A small number of companies, including SES and QuantumScape, are attempting to go the lithium-metal route while shelving the hope of pure solid state. SES, a Massachusetts startup we have profiled, appears to be ahead of the pack. Last month, the company announced that it had reached the B-sample stage of validation with South Korea’s Hyundai Motor, and was on track to be in a commercial EV in 2025 or 2026. San Jose, Calif.-based QuantumScape says it has entered the earlier A-sample qualifications with a major automaker but hasn’t revealed which one.

A Practical View

Rory McNulty, a next-gen battery analyst at Benchmark Mineral Intelligence, a battery metals research firm, said it’s crucial to remember that lithium is hard to work with. Few companies produce lithium-metal foil at the size and quality required for EV batteries. So, he said, a lot of companies have gone to silicon as a way to start developing a solid-state battery, with the aim of moving on to lithium metal later, once they know what they are doing.

Arguably, one of these is WeLion. In April, China’s Nio plans to release an EV using WeLion’s solid state-silicon battery.
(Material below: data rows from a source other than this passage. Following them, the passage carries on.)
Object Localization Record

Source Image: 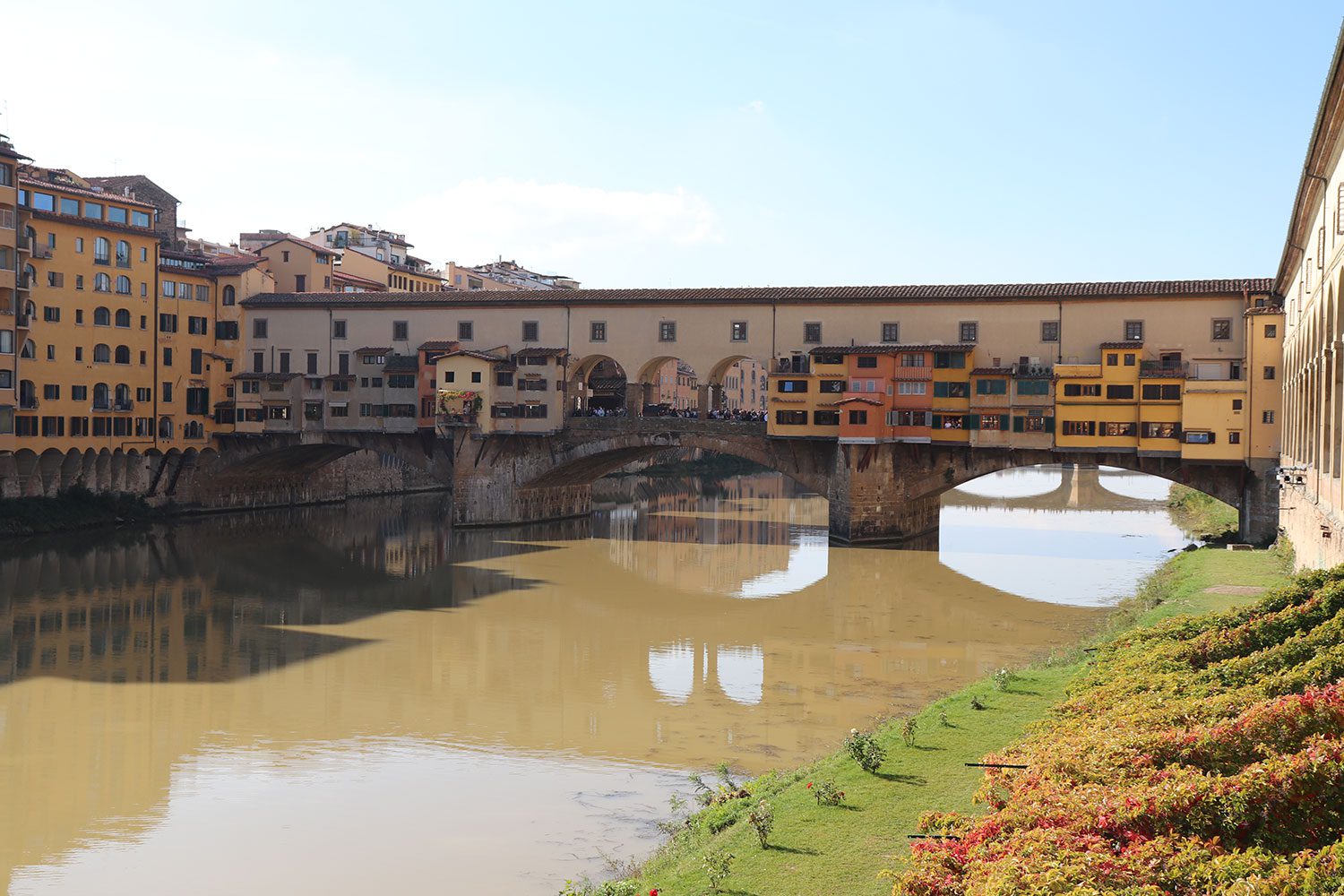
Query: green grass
[0,487,168,536]
[1167,482,1239,540]
[607,548,1292,896]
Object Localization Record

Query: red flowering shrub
[892,567,1344,896]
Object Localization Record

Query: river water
[0,468,1185,896]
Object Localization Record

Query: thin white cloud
[390,177,723,267]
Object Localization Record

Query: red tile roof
[239,278,1271,307]
[812,342,976,355]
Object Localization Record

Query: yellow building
[0,134,26,452]
[15,168,160,452]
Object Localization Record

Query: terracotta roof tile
[239,278,1271,306]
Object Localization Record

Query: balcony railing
[773,355,812,374]
[1139,361,1190,377]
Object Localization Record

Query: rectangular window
[1142,383,1180,401]
[1142,423,1180,439]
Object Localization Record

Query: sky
[0,0,1341,288]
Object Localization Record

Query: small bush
[808,778,844,806]
[747,799,774,849]
[844,728,887,774]
[702,849,734,892]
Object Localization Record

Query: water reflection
[0,471,1177,893]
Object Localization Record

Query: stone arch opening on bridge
[632,355,709,417]
[567,355,629,415]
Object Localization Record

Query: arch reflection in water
[940,466,1190,607]
[0,477,1167,892]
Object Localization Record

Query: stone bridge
[196,418,1279,543]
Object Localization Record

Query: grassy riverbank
[1167,482,1238,541]
[0,487,168,538]
[573,548,1290,896]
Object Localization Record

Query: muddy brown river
[0,468,1185,896]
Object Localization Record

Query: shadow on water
[0,495,573,685]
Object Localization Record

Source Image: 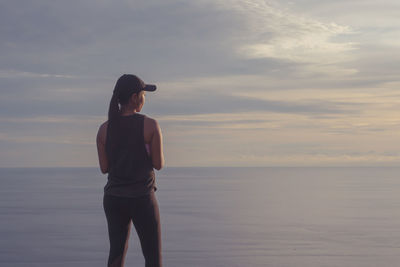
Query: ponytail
[106,86,121,163]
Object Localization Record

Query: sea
[0,167,400,267]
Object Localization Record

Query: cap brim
[143,84,157,92]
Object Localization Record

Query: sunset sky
[0,0,400,167]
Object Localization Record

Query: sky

WeLion claims the battery will deliver specific energy density of 360 Wh/kg, much better than the 240 Wh/kg achieved by conventional lithium ion, and will power the Nio around 390 miles on a charge, calculated using the U.S. mileage standard.

You could get similar performance from a silicon anode using conventional liquid electrolyte. But McNulty said WeLion’s advance is “important because they’re getting their first solid electrolytes out, and they can test and optimize their electrolyte system.”

What he says makes sense if these companies are teeing themselves up to tackle lithium metal next. But Toyota and others aren’t talking about solid state, or lithium metal, this way. They are suggesting that they are already poised to reach the pinnacle of battery technology. They aren’t.